Did you ever expect to find doctors acknowledging errors? Surely, when you were young, you never thought that the people who wear long white coats would confess themselves to be fallible.
Atul Gawande is one of the new breed who does. Along with Jerome Groopman, Lisa Sanders, and others, Dr. Gawande has gone public with recognition of the mistakes that he himself has made and those made by his colleagues.
A surgeon by training and practice, Gawande also writes well. Like Groopman, he publishes in leading journals and writes books. He must be well organized indeed to combine the roles of active physician and prolific author.
In Gawande’s case, it must help this year to have received one of those generous MacArthur awards that most other high achievers can only dream of. With all this success, he seems a fine person: in one brief conversation in a book store I found him genuine and unassuming.
However, despite the new frankness, I suspect that many people do not welcome the chance to read about physician errors. They would rather take their chances than learn, in sometimes gory detail, what can go wrong in the operating room or the doctor’s office. Though it may be liberating for physician-authors to recognize their own errors, it’s not always comforting for patients to discover what might happen to them.
Writing in The New Yorker for April 30th, Dr. Gawande focuses on old age, the pervasive physical decline that it brings, and what physicians trained in geriatrics can do for their patients.
I quarrel with the way Gawande portrays old age because he describes the march toward late life as relentless decline. First, he focuses on how your teeth, from age 60 on, will soften, making it difficult to eat well enough to stay healthy.
He then goes on to show how, by contrast, other parts of the body harden. The heart, for instance, must cope with stiffened blood vessels. He describes it with graphic realism: “When you reach inside an elderly patient during surgery, the aorta and other major vessels often feel crunchy under your fingers.”
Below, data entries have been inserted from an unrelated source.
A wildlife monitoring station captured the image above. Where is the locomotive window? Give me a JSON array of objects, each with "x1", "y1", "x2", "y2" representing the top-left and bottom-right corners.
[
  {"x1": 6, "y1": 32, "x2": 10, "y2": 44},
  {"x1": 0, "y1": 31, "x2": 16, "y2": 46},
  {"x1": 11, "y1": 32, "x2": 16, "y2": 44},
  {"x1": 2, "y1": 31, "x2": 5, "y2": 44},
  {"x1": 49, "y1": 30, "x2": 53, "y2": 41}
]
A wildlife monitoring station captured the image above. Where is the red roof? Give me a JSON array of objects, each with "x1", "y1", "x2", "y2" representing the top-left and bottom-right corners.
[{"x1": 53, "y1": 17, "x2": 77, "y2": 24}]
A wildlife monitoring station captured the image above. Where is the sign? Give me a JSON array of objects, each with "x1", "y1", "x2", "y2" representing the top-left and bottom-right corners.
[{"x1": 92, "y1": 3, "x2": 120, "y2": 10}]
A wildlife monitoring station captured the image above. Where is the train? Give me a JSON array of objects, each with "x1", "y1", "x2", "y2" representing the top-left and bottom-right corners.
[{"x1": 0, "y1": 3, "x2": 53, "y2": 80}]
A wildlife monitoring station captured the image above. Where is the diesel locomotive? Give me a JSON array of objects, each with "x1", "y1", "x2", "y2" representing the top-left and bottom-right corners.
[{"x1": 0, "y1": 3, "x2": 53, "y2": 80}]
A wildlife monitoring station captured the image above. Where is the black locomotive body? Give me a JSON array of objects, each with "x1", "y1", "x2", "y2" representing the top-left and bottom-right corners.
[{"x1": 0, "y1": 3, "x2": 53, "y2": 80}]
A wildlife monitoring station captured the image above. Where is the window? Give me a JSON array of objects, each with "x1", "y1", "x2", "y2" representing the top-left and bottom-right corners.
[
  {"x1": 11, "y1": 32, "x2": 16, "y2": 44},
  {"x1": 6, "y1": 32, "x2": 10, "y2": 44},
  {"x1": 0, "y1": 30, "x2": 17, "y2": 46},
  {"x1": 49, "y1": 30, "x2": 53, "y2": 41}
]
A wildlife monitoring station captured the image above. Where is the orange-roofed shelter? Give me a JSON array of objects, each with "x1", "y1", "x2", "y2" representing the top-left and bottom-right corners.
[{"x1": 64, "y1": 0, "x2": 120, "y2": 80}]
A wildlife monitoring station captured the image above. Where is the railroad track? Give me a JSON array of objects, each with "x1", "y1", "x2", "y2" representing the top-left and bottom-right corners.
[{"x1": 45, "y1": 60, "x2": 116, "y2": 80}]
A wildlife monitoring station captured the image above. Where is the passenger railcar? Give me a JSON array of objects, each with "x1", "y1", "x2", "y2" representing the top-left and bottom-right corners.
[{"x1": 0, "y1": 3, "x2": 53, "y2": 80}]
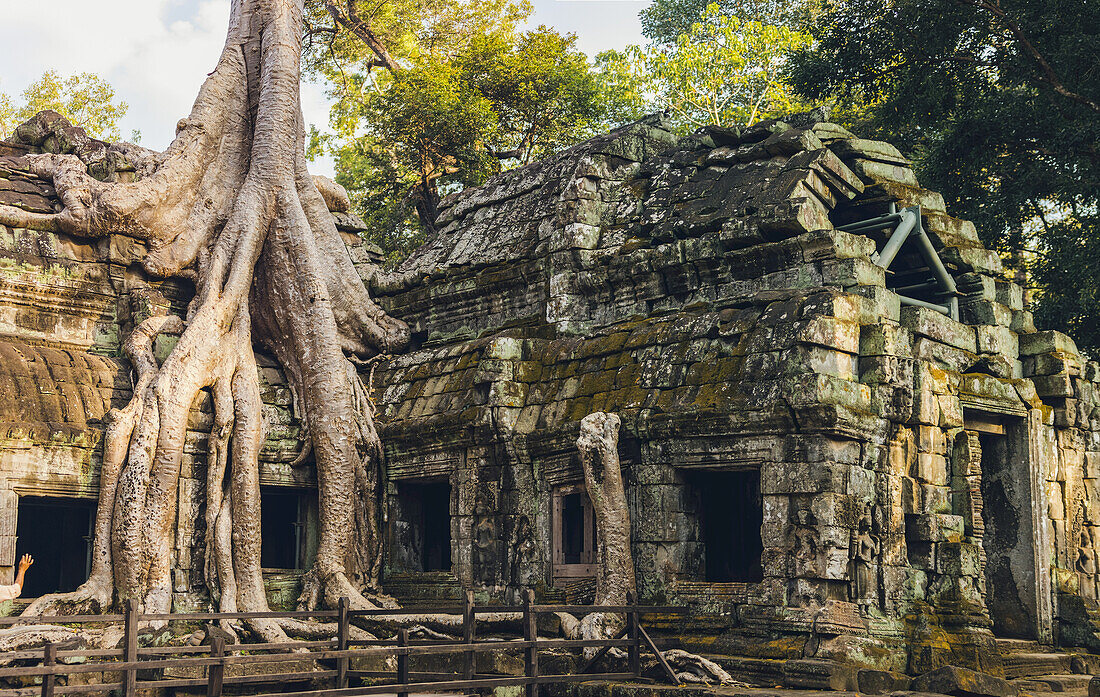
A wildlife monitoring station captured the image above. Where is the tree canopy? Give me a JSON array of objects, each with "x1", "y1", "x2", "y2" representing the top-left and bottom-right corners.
[
  {"x1": 597, "y1": 0, "x2": 812, "y2": 130},
  {"x1": 309, "y1": 0, "x2": 615, "y2": 258},
  {"x1": 638, "y1": 0, "x2": 811, "y2": 45},
  {"x1": 0, "y1": 70, "x2": 129, "y2": 141},
  {"x1": 791, "y1": 0, "x2": 1100, "y2": 347}
]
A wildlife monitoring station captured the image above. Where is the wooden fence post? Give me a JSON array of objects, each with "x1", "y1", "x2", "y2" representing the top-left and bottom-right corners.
[
  {"x1": 207, "y1": 637, "x2": 226, "y2": 697},
  {"x1": 462, "y1": 590, "x2": 477, "y2": 681},
  {"x1": 337, "y1": 597, "x2": 350, "y2": 688},
  {"x1": 122, "y1": 598, "x2": 141, "y2": 697},
  {"x1": 524, "y1": 588, "x2": 539, "y2": 697},
  {"x1": 42, "y1": 641, "x2": 57, "y2": 697},
  {"x1": 626, "y1": 593, "x2": 641, "y2": 677},
  {"x1": 397, "y1": 629, "x2": 409, "y2": 697}
]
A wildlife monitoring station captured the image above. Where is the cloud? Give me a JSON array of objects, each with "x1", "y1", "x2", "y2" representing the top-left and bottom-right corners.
[
  {"x1": 0, "y1": 0, "x2": 332, "y2": 175},
  {"x1": 0, "y1": 0, "x2": 648, "y2": 175}
]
A leading geriatrician whom I asked about Gawande’s article winced and called it “a treatise on decrepitude.”
However, later in the piece he makes a crucial discovery ─ he discovers geriatrics. In doing so, he acknowledges a major error of judgment of his own. Speaking of geriatrics, he admits: “Until I visited my hospital’s geriatric clinic, I did not fully grasp the nature of that expertise, or how important it could be for all of us.”
As he sits in on a colleague’s interview with a patient, he comes to see how the geriatrician focuses neither on that patient’s back pain nor on a possible threat of colon cancer. Instead, the doctor spends most of the visit examining the patient’s feet. That’s where he sees the greatest danger for her, the chance that she might fall and perhaps break a hip.
Too many doctors, the geriatrician explains to Gawande, treat only disease, and they judge the rest not to be a medical problem. But with older patients, that’s not enough. Geriatricians know how to inquire into details of the patient’s daily life so as to help them avoid becoming more infirm and perhaps unable to continue living at home.
“Most of us in medicine, however, don’t know how to think about decline,” Gawande writes. “We’re good at addressing specific, individual problems: colon cancer, high blood pressure, arthritic knees. But give us an elderly woman with colon cancer, high blood pressure, and various other ailments besides─an elderly woman at risk of losing the life she enjoys─and we are not sure what to do.”
Unfortunately, as Gawande regrets, not nearly enough doctors trained in geriatrics are available in the United States. In view of the explosive increase in people past middle age, it is nothing short of scandalous that so few such physicians can be found to treat us.
From my own experience, I judge that this situation will not change anytime soon. When I have talked with college students headed for medical school, I have never heard even one of them express the intention to specialize in geriatrics. Commenting on this tendency, Gawande attributes it in part to geriatricians getting paid less; but he also claims that “most doctors don’t like taking care of the elderly.”
Of course, I too recognize the power of decline in later life, often so difficult to put up with. But in my later years, and those of many others whom I know, I continue to experience surprisingly rich changes of imagination and affect, among other things. And both the spiritual life and the intellectual life have retained or even increased their vibrancy.
I do not welcome decrepitude any more than other people do. But I take some comfort from the savvy of some doctors who know how to put physical decline into a larger framework of a person’s life.